When we are solving this type of question, we need to follow the steps provided in the hint part above.
As we are given OA = \[2\sqrt 5 \;cm\]
In Rectangle \[\angle A = \angle B = \angle C = \angle O = {90^0}\]
So, \[\Delta OAB\]is a Right Angle triangle we can apply to Pythagoras Theorem.
OB = radius of circle that is given
OB = \[10\;cm\]
OA = given
Hypotenuse = OB = \[10\;cm\]
Base = OA = \[2\sqrt 5 \;cm\]
Perpendicular = AB =?
By Pythagoras Theorem
\[{(OB)^2} = {(OA)^2} + {(AB)^2}\]
Substitute OB = \[10\;cm\]and OA = \[2\sqrt 5 \;cm\]
\[
\Rightarrow {(10)^2} = {(2\sqrt 5 )^2} + {(AB)^2} \\
\Rightarrow {(AB)^2} = {(10)^2} - {(2\sqrt 5 )^2} \
                                        = 100 - 20 \\
\Rightarrow {(AB)^2} = 80 \\
\Rightarrow AB = \sqrt {80} = 4\sqrt 5 \;cm \
 \]
Now area of rectangle OABC = \[length \times width\]
length = OA
width = OB
 $ \Rightarrow $ Area = \[OA{\text{ }} \times {\text{ }}AB\]
OA = \[2\sqrt 5 cm\], AB = \[4\sqrt 5 \;cm\]
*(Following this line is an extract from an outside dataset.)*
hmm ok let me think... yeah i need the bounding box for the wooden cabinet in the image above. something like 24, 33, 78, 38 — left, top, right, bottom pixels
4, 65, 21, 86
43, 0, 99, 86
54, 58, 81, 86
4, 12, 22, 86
 $ \Rightarrow $ Area = \[2\sqrt 5 \times {\text{4}}\sqrt 5 = 8 \times 5 = 40\;c{m^2}\]
Hence, the area of the rectangle is \[40\;c{m^2}\].

Note: Please take care of the calculations in the Pythagoras theorem to evaluate the square roots and also take care that the diagram is appropriate for the question and one end of the rectangle is on the center of the circle.